Perhaps it is worth making a case for the usefulness of the “overlap zone.” We’ll return to the original phenomenon- your run-of-the-mill summertime thunderstorms. Why do thunderstorms occur? Ultimately hot and cold air collide. That discrepancy of course produces conflict and violence. Metaphorical conflict and violence? No. The real versions of each. Conflict and violence without blood and bones and DNA and an animating conscious pulse, but conflict and violence, nonetheless. Bioelectricity propels us. Electricity propels lightning. The low, grumbling authoritative voice of the thundering clouds mirrors that of the no-nonsense head of the household. And, yes, rainfall is feminine. Rainfall flows freely and fluidly, cleansing and rejuvenating the fatal, conflict-laden atmosphere. Are teardrops merely analogous to rain? Or does the material presence of water in both circumstances provide a layer of existential consolidation?

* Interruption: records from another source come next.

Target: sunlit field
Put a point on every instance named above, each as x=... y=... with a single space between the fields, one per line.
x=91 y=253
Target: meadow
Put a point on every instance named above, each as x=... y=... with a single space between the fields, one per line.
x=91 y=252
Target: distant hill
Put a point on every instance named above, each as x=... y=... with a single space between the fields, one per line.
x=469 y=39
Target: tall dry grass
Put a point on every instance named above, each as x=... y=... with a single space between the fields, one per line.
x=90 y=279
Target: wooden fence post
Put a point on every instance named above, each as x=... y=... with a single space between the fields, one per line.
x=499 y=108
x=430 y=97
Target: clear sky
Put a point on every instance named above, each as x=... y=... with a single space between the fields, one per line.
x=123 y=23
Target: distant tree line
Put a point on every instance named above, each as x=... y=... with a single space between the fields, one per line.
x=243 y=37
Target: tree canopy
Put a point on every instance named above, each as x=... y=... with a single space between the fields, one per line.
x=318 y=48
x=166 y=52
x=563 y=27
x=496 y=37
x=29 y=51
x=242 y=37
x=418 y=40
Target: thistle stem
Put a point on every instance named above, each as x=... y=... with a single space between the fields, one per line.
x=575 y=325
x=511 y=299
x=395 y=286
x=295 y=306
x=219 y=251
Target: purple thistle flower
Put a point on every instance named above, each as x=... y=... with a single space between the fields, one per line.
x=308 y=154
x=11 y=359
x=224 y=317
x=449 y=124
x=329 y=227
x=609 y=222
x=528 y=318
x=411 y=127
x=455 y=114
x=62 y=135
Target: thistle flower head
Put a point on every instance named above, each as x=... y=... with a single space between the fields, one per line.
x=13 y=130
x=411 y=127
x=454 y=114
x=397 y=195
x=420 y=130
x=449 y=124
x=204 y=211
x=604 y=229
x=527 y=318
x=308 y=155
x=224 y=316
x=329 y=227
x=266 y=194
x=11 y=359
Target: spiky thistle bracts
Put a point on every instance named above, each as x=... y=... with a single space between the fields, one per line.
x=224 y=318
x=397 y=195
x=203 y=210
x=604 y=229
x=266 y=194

The layers of motion, and the very principles of motion that play out in real time, scale up and down to every level. Is it merely a coincidence that a galactic nebula mirrors the image of the human eye or that veins that branch endlessly throughout our bodies parallel those of a tree-leaf or a river-system? Lovers brawl and reconcile. Parents and children brawl and reconcile. Nations brawl and reconcile. But in every case, the energy of emotional truth that pushes them into their frays will, with hope, push them through to the serenity of the other side. When the thunderstorm resolves, we return to the great outdoors, pick up the fallen branches, and resume our normal, peaceful summertime activities.